Mémoire seconde / Memory second – Julien des Monstiers
Texte écrit à l’occasion de l’exposition de Julien de Monstiers à la galerie Christophe Gaillard.
https://galeriegaillard.com/en//artists/8522-julien-des-monstiers/works/
Je suivais depuis des années son travail, admiratif de sa maitrise d’une banalité picturale parvenant à lui donner une seconde vie, une seconde peau. J’ignorais qu’il me suivait également à la trace, comme dans une histoire où deux détectives auraient été payés par un même commanditaire pour s’observer en ignorant la parité de leur mission. Nous connaissions nos travaux sans nous connaître. Sans doute nous partagions un rapport aux images, influence sourde et constante, comme la noise d’un reflux, sur nos existences. Je n’avais ni l’autorité ni le prestige d’un critique d’art ou d’un philosophe pour écrire un texte. J’étais comme lui, je faisais des images.
J’avais admiré la reprise de motifs classiques qui avaient eu leur heure de gloire et qui semblaient à présent un peu kitsch et néo parce que délaissé. Il aimait les remettre en selle comme si cela avait été la première fois. Il y avait ces scènes champêtres et de chasse qu’on imagine délavées sur le papier peint de maisons humides.Comment ramener à la vie ce qui a été délaissé ? Comment rendre justice à un monde en train de disparaître ? Comment ouvrir des maisons depuis longtemps abandonnées ?

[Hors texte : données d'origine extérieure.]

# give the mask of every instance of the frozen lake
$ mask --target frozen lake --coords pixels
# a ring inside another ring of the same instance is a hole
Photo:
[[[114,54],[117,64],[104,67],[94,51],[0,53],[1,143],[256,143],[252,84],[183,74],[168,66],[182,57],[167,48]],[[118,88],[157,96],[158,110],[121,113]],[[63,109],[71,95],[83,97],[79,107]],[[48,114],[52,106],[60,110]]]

La stratégie picturale est la même et elle est paradoxale en faisant de l’image quelque chose de bifide. Il y a bien sûr cette picturalité réaliste et précise, appliquée même, qui semble appartenir à un régime classique et puis comme superposé, on ne sait si c’est devant ou en fond, sans doute est-ce les deux à la fois, il y a des motifs plus abstraits qui reprennent un vocabulaire quasi moderniste. Cette superposition permet d’articuler deux traditions que le sens commun oppose alors que leur développement historique est commun depuis Fra Angelico, sans doute avant. D’un côté, la représentation asservie au mimétisme, de l’autre l’abstraction autonome se prenant pour sa propre fin. On connaît ce discours jusqu’à la nausée. Ici, tout se passe comme si, sur ces figures trop vues et laissées de côté, on plaçait un motif visuel pour refiltrer l’expérience visuelle. Dans la jointure désaccordée entre les deux se joue non seulement une approche transcendantale du pictural, c’est-à-dire des conditions de possibilités du visible, mais aussi une transformation de l’historicité même des images. On montre que devant et derrière la représentation, il y a du motif autonome et que celui-ci est travaillé par la représentation. La relation entre les deux est inextricablement construite et contingente. Ce sont alors deux époques passées qui se superposent, le classicisme et la modernité, parce que le présent c’est précisément leur dis-jointure anachronique et intempestive. C’est elle qui permet de voir l’image dans son processus perceptif et historique en train de naître et de disparaître, dans un flux et un reflux. L’afflux c’est précisément l’excès de peinture, qui dégouline, qui fait tache. Le présent comme deux passés qui ne se correspondent pas, mais qui coexistent.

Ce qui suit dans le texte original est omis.